How Infosys is creating a culture of continuous learning to make its employees future-ready
India’s second largest IT services company, Infosys, has undertaken a massive cultural transformation within the organisation. This involves meeting the learning and career aspirations of younger employees, and opening newer pathways for seasoned professionals.
With an employee base of a little over 2.36 lakh people, Infosys has embarked on a path where it needs to modernise the company through rapid adoption of latest technologies, and keeping employees in sync with these trends alongside.
In the backdrop of sweeping change of technology and business models, Krish Shankar, Executive Vice President and Group Head – Human Resources, Infosys, says, “The thrust of the company is to grow its agile digital business and re-energise the core through modernisation and reskilling.”
The task is easier said than done as there are varied aspirations among employees, and it also involves a shake-up of status quo.
“The two big challenges we faced were: how we were going to imbibe the culture of continuous learning, and sometimes move people around,” Krish says.
To reskill its employees, Infosys has identified 36 key areas and created learning pathways on Lex. This is a mobile-first learning platform that can be accessed anytime, anywhere, and suggests appropriate learning paths based on employees' skills.
The IT major has about 700 courses on Lex at present, in addition to over 1,500 courses in instructor-led training mode. Here, the managers can create their own learning path and goals while also sharing with their teams.
To motivate employees and incentivise them to get on the learning path, Infosys is also providing a skill tag for employees who have undertaken these learning courses, and monetary incentives.
“This has brought about a systemic change, and there are more opportunities for employees to move around internally,” Krish says .
This also ensured that employees are ready for the digital world and agile careers while creating an environment of continuous learning.
Infosys aims to meet the career aspirations of newer employees and taking care of seasoned professionals with this initiative.
According to Krish, freshers tend to focus on learning opportunities, career development, and compensation, while middle managerial-level employees are more interested in taking up additional skills or newer roles.
Infosys' key focus is to spot top performers early in their career. Under its early careers accelerated programme, the top talent is identified early and provided with exposure to exciting work, technologies, and areas, enabling relatively faster growth. The objective is to create "an engaging and differentiated career experience for employees, and additionally reward our early-stage high-performers".
The biggest challenge for Infosys in bringing about this transformation was in the category of middle managers, who have spent more than a decade or so in the company as further vertical growth in their career is a challenge.
“Today, our middle managers need to build five key attributes: inspire, innovate, execute, coach, and connect besides nurturing their own expertise,” Krish says.
To empower these managers through analytics-based, Infosys has developed customisable learning tools such as Manager Quotient (MaQ), and initiatives such as MPACT, MSPEED and Pravesh, that focus on continuous learning, reskilling and refactoring of talent. The company says that significant rewards await the top managers who ace the challenges.

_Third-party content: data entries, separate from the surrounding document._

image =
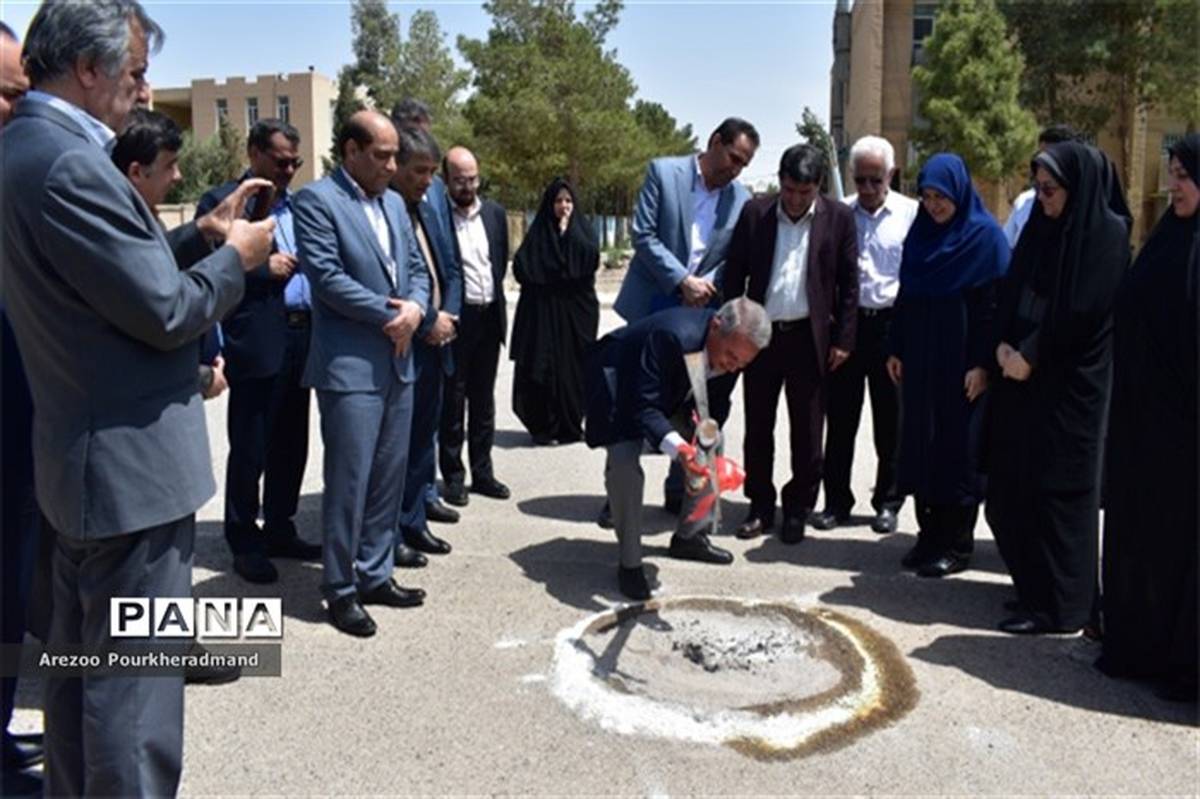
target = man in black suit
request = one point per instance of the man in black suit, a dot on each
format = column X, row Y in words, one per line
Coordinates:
column 797, row 253
column 637, row 391
column 265, row 348
column 481, row 246
column 417, row 164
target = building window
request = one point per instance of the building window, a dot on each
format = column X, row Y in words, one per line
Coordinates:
column 922, row 26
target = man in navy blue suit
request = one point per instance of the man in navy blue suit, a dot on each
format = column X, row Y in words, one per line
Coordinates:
column 417, row 164
column 265, row 349
column 370, row 294
column 637, row 392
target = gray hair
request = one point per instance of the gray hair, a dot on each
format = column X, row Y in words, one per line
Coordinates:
column 874, row 145
column 64, row 31
column 745, row 317
column 414, row 142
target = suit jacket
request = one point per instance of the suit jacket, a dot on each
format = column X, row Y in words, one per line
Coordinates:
column 496, row 226
column 433, row 212
column 347, row 270
column 832, row 277
column 107, row 328
column 663, row 238
column 636, row 380
column 256, row 330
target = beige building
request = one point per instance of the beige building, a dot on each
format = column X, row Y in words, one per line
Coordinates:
column 301, row 98
column 873, row 92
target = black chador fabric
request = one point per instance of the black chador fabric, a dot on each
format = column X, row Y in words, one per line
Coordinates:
column 1047, row 432
column 1151, row 522
column 556, row 319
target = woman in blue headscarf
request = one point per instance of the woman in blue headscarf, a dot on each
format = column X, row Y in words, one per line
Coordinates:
column 941, row 346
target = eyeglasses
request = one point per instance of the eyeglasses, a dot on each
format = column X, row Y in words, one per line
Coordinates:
column 1047, row 190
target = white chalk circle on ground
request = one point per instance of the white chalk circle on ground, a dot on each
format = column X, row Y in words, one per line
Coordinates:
column 768, row 679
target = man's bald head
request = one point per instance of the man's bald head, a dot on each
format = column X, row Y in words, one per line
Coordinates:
column 369, row 143
column 13, row 82
column 461, row 172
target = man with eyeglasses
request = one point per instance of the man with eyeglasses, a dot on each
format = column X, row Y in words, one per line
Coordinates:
column 265, row 349
column 481, row 244
column 882, row 218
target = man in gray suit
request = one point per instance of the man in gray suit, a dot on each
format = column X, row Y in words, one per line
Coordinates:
column 682, row 227
column 107, row 326
column 370, row 290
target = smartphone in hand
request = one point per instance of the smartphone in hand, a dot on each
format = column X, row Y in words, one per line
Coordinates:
column 263, row 200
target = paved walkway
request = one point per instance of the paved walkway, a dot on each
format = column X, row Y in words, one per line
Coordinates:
column 451, row 698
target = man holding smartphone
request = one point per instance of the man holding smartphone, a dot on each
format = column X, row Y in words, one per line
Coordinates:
column 265, row 349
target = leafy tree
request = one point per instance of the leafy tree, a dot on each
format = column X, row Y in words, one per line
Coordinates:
column 209, row 162
column 969, row 91
column 550, row 100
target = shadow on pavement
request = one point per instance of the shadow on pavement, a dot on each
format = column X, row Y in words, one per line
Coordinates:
column 1054, row 668
column 575, row 571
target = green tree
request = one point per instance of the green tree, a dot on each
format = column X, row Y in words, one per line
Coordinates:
column 969, row 88
column 208, row 162
column 550, row 100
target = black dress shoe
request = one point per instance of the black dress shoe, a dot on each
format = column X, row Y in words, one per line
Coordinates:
column 210, row 674
column 1029, row 624
column 409, row 558
column 699, row 547
column 491, row 487
column 22, row 752
column 633, row 583
column 425, row 541
column 456, row 494
column 438, row 511
column 393, row 595
column 828, row 520
column 255, row 568
column 885, row 522
column 348, row 616
column 753, row 527
column 605, row 517
column 943, row 565
column 292, row 547
column 793, row 529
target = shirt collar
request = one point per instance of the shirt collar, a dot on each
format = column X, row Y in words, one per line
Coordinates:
column 808, row 215
column 100, row 133
column 699, row 184
column 471, row 211
column 358, row 190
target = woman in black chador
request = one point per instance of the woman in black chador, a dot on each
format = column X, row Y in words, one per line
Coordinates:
column 1054, row 362
column 941, row 338
column 1150, row 520
column 557, row 317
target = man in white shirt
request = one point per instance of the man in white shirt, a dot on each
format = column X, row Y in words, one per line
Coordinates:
column 797, row 254
column 1024, row 203
column 882, row 218
column 481, row 245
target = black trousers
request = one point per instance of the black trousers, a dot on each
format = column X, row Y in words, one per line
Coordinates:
column 790, row 365
column 471, row 390
column 268, row 424
column 946, row 529
column 867, row 364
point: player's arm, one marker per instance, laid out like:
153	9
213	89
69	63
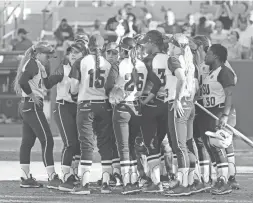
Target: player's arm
176	69
112	76
75	76
30	70
154	79
53	79
226	79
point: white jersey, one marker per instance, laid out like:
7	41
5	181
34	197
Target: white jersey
36	83
89	87
125	80
212	91
63	87
159	65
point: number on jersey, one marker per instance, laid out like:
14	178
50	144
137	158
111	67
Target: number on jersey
100	82
129	86
161	73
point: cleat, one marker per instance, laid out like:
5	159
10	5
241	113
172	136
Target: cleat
30	183
54	183
131	189
105	189
221	188
233	183
81	190
68	185
152	188
178	191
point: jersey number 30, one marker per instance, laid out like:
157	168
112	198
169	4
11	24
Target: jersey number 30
100	82
129	86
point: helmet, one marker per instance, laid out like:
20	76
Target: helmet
128	43
220	139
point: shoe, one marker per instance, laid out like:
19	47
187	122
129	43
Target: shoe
221	187
105	189
30	183
117	180
152	188
81	190
178	191
68	185
54	183
130	189
145	182
233	183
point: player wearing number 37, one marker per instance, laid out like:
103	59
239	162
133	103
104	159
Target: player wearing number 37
88	80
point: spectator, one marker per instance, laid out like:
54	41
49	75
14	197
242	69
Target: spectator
64	32
219	34
143	23
189	26
115	23
233	46
225	15
202	28
21	43
170	26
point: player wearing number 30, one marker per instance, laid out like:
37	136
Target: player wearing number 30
126	89
88	80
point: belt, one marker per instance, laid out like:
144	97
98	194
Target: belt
27	99
61	101
94	101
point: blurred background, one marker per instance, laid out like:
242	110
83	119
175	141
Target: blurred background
24	22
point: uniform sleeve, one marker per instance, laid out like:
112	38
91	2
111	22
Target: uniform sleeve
173	64
76	70
152	77
30	70
226	77
54	78
112	76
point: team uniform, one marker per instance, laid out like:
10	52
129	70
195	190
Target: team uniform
35	124
213	94
93	106
65	117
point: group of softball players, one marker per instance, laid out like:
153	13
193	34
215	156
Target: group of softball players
138	99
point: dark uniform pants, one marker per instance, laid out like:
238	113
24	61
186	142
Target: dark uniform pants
35	125
65	117
126	123
99	111
181	133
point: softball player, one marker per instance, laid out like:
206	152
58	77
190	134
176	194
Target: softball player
127	89
216	91
203	44
88	80
65	116
182	89
29	85
155	106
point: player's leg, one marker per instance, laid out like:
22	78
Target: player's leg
67	127
104	142
38	122
231	155
85	118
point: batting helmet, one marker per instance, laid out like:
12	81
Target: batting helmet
220	139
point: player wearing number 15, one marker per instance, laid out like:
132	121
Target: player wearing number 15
88	80
217	90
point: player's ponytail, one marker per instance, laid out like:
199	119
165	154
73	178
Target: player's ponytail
30	53
133	58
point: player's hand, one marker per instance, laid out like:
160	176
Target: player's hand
223	121
177	106
37	100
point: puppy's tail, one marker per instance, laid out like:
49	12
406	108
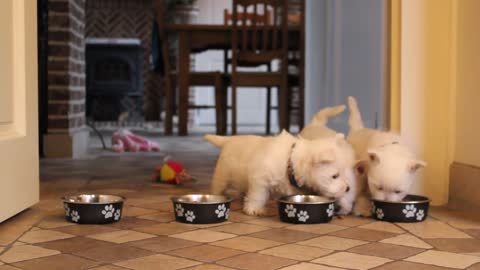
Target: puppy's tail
355	120
323	115
218	141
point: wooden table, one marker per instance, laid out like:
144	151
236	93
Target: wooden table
195	38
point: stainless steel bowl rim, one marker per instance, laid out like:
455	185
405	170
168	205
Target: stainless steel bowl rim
424	200
325	200
178	199
114	199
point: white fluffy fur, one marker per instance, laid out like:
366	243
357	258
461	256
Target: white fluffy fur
257	167
387	161
317	128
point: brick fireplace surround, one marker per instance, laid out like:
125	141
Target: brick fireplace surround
70	22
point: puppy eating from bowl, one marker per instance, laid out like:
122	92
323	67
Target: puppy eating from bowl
262	167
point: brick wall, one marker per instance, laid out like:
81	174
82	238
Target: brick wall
66	66
128	19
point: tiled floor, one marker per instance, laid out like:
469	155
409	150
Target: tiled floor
148	238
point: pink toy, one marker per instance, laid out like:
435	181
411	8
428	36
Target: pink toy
124	140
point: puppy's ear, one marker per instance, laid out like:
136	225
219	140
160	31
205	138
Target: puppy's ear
361	168
414	165
373	157
323	158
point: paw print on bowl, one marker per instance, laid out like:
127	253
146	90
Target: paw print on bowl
108	211
379	213
190	216
179	210
409	210
75	216
67	209
303	216
330	210
290	210
220	211
117	214
420	214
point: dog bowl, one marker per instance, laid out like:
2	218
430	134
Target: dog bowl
305	209
413	208
93	208
201	209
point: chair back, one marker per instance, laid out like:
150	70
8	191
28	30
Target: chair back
257	40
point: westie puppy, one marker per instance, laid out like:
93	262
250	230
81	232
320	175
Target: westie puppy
387	162
282	165
317	128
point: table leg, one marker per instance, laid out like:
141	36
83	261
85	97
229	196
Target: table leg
183	69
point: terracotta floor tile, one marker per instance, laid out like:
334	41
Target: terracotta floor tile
108	267
250	261
363	234
57	262
332	242
72	245
157	262
209	267
111	253
159	217
128	223
238	216
284	235
433	229
456	245
407	240
272	222
162	244
205	253
350	221
121	236
383	226
203	236
402	265
352	261
132	211
165	228
389	251
26	252
84	229
309	266
444	259
245	243
240	228
54	222
316	228
296	252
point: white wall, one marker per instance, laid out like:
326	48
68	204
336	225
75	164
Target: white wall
345	55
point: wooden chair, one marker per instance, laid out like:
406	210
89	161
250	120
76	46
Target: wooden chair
250	17
215	79
260	42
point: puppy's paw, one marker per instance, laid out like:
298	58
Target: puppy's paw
252	211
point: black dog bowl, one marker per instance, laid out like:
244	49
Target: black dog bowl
305	209
201	209
412	208
93	208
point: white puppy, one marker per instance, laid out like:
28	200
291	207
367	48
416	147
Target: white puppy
317	128
280	165
387	162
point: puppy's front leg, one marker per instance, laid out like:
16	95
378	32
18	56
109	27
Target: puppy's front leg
256	200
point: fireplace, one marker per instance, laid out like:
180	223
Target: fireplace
114	79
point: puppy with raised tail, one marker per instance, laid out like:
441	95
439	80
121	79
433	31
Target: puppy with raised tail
387	162
261	167
317	128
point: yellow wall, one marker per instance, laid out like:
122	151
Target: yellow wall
425	97
467	145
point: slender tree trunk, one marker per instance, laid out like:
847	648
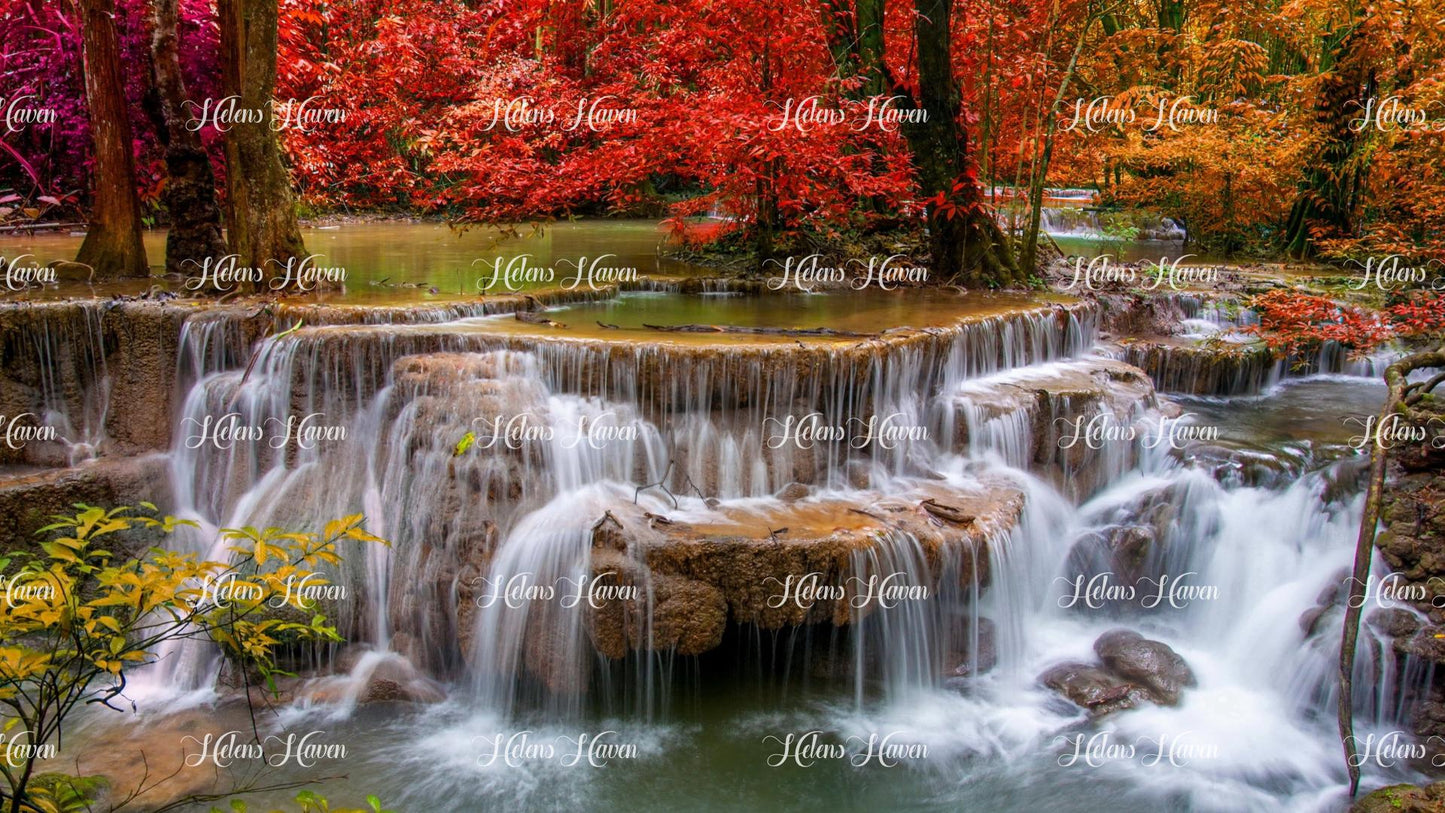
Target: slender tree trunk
1334	176
870	46
113	246
195	215
1029	250
260	211
965	244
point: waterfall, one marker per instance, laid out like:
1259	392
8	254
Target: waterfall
499	462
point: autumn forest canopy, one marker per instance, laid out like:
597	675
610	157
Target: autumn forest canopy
1298	129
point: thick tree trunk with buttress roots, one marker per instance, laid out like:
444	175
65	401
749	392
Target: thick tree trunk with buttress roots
195	214
260	208
113	246
965	243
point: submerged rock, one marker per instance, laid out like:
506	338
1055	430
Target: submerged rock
1132	670
1152	664
1093	688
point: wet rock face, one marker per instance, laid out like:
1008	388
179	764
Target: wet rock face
1412	540
1044	407
100	373
973	657
28	503
1132	670
1403	799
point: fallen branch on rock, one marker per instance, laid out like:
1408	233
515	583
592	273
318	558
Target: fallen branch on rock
757	331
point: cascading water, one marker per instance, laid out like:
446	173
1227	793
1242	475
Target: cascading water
490	461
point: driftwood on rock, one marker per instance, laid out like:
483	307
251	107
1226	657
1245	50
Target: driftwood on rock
755	331
533	318
945	513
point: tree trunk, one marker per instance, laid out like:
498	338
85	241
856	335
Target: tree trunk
260	211
195	215
965	244
1333	179
113	246
1029	250
870	46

The IT major's human resource measures are done with three key goals: the impact they have on clients and technologies; creating a path of continuous learning and growth; and building a culture around these themes.
The company says it has now witnessed "positive impact" from these measures; its internal engagement survey has shown that queries on career and learning have continuously risen over the last six months.
Focus on women employees
Amid these changes, Infosys has not witnessed any shift in terms of talent moving to the startup ecosystem, which is generally regarded as an exciting place to work.
“As a company, there are certain advantages we have in terms of great training, large spread of work, and the fact that one can be engaged with world-class projects,” Krish says.
Infosys is also focusing on women employees, who comprise around 38 percent of its total strength. “We have undertaken various initiatives to ensure that women grow within the company, especially for those who have taken a break,” Krish says.
Attrition may have been a cause of concern over the last couple of quarters, but Krish believes that the learning and career advancement initiatives have had a positive bearing over the last six months.
“It is not just about giving money; it is about strategy, value proposition, and doing things in a systematic manner. This has started to yield good results,” Krish says.